About

This site has been set up by two members of the Settles family; Joy is an expert geneologist with extensive background searching databases, websites, and census records to piece together the history, geneology, and chronology of the Settles and Sandstrom families.  Joy has also collected, preserved, and scanned all known photographic records of these two families.  The Settles family traces back to England before the Renaissance; the Sandstrom family traces to Sweden.

The other site coordinator is ‘Mo’, the oldest child (and only daughter) of Ivan L. Settles, better known by several generations of Settles as ‘Uncle Bunny.’  Bunny was the youngest of his generation, born in 1924 at home in rural Missouri who moved west to Washington state with his family in 1925.   ‘Mo’ is among the youngest of her generation of Settles, who were born between 1925 and 1962.

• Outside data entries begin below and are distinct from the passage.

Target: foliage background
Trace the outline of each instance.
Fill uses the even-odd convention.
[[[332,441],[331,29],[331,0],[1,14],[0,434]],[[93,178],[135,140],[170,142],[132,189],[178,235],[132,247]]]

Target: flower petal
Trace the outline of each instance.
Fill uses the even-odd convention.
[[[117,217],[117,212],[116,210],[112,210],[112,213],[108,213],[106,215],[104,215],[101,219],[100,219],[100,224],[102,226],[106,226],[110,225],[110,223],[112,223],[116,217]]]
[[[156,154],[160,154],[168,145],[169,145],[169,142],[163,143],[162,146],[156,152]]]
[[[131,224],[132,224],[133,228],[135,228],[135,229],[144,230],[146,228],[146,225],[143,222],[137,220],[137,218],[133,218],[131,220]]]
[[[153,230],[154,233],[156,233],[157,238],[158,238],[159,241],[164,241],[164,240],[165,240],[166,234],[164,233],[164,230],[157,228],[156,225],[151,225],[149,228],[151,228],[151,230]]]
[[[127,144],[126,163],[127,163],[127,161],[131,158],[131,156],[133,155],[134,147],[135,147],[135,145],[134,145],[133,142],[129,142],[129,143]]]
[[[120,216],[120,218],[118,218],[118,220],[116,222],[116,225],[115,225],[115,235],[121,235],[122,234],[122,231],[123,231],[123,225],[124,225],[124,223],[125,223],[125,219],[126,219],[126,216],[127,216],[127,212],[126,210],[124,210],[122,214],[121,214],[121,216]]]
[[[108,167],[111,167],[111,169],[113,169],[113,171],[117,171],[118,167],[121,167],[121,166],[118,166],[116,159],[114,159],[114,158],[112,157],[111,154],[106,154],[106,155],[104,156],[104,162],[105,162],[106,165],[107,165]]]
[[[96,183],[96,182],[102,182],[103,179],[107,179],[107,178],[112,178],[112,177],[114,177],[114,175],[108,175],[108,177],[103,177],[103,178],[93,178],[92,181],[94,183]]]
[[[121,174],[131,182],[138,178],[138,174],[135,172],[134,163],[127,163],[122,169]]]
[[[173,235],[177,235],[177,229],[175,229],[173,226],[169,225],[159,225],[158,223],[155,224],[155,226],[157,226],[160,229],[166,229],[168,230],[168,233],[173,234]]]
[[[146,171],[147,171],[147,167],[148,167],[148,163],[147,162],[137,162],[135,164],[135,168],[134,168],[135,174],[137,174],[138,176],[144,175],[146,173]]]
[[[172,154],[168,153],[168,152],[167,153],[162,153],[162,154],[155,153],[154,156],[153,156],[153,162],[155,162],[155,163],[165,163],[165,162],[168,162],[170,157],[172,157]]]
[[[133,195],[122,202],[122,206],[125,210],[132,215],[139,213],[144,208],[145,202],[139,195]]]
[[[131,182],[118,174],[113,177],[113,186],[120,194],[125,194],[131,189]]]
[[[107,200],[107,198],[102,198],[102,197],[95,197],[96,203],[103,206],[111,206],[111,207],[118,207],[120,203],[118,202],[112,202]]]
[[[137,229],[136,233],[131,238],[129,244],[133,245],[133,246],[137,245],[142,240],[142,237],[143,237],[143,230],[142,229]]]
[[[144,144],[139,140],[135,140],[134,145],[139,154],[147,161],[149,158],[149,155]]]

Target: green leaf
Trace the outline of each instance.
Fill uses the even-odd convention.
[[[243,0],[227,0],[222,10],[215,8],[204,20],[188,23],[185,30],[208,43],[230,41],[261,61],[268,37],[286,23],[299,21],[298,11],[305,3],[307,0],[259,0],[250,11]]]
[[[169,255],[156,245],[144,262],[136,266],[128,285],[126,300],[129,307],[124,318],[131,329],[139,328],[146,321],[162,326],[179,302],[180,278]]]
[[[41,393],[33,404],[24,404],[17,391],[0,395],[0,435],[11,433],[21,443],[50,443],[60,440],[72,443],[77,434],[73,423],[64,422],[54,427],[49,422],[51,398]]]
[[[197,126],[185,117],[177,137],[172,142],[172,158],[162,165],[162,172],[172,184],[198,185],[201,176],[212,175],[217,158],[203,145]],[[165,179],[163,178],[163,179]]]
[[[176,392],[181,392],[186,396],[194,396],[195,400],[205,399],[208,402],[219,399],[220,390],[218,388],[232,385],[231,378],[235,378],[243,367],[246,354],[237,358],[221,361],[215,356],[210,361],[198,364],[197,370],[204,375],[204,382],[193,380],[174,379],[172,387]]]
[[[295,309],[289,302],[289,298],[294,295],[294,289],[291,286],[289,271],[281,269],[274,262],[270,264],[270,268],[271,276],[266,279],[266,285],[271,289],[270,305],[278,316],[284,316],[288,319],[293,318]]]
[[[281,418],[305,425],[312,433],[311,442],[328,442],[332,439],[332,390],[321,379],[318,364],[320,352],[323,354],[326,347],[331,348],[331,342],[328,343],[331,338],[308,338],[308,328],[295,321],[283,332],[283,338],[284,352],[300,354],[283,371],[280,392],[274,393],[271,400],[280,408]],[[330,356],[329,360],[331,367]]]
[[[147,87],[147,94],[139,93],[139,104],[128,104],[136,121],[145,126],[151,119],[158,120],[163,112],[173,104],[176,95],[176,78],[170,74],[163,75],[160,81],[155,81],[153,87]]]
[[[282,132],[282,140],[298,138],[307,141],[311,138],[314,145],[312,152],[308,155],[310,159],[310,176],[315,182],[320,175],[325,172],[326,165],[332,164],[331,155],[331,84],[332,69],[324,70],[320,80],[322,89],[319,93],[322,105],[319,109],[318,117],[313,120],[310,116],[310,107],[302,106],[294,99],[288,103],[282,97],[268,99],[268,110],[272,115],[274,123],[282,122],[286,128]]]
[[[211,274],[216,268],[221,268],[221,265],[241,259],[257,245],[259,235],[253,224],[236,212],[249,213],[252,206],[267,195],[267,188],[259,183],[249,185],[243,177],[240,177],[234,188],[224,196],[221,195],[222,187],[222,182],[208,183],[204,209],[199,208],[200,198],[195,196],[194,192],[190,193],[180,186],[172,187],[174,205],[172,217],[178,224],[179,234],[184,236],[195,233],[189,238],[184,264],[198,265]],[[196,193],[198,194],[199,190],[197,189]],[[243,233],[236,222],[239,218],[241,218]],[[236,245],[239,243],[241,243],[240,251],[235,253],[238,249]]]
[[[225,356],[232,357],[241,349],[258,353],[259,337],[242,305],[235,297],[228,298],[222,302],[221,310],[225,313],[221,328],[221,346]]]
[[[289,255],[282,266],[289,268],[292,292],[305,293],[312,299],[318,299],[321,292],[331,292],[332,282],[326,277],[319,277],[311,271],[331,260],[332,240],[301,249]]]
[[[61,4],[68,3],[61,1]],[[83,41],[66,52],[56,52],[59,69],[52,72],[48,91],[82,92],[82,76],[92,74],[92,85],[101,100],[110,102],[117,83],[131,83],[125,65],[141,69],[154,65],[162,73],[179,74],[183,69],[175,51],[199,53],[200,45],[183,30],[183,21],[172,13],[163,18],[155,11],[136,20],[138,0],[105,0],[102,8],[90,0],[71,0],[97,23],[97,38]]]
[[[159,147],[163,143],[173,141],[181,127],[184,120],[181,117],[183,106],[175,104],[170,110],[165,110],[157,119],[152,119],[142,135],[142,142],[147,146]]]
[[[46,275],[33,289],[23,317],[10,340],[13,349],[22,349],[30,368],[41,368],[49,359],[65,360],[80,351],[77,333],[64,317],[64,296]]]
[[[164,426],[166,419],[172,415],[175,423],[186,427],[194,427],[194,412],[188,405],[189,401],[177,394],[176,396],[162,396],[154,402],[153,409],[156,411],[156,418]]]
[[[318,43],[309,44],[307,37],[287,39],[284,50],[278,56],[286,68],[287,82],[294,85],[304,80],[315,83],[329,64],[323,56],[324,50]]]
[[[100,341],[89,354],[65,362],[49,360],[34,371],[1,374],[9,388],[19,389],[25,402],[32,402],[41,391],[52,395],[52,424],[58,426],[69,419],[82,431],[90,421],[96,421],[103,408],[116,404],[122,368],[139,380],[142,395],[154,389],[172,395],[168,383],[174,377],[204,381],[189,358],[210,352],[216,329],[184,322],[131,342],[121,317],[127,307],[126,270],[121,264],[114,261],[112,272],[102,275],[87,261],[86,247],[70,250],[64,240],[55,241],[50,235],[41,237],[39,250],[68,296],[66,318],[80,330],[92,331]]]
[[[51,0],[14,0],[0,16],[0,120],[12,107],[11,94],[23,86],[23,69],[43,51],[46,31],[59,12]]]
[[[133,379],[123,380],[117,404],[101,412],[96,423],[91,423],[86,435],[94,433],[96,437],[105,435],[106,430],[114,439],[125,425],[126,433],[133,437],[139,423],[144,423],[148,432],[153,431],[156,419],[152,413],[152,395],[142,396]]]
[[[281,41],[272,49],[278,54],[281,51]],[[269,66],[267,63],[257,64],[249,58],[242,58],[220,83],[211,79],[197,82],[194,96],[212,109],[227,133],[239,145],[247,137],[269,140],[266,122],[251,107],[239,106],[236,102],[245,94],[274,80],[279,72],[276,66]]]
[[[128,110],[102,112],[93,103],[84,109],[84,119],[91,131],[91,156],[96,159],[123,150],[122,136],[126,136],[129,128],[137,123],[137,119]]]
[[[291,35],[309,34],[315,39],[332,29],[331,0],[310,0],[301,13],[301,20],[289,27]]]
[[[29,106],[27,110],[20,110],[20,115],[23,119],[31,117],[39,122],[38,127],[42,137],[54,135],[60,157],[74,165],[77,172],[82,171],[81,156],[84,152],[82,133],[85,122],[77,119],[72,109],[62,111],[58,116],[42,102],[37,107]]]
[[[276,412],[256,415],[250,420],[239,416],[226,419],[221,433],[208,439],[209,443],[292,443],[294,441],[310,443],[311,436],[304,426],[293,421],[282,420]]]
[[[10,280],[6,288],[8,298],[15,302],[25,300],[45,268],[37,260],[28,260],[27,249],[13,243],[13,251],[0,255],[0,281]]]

This site was begun in the summer of 2006 as a project intended to help family members ask questions of the only surviving family member of ‘the Greatest Generation’, which is a term often used to reference the generation that grew up to serve in World War II, saw the emergence of the family automobile, the suburban lifestyle, commercial air travel, new understandings in physics (including atomic power), changing demographics, and new pressures on education, learning, and teaching. 

In late June 2006, Ivan’s niece Holly Sandstrom Settles coordinated the interview schedule and video schedule for recordings of several of her generation (4.0) of Settles nieces and nephews, who over a period of two days, took turns asking ‘Uncle Bunny’ a list of questions provided by Joy’s mother, Lynne Sandstrom Kersteter.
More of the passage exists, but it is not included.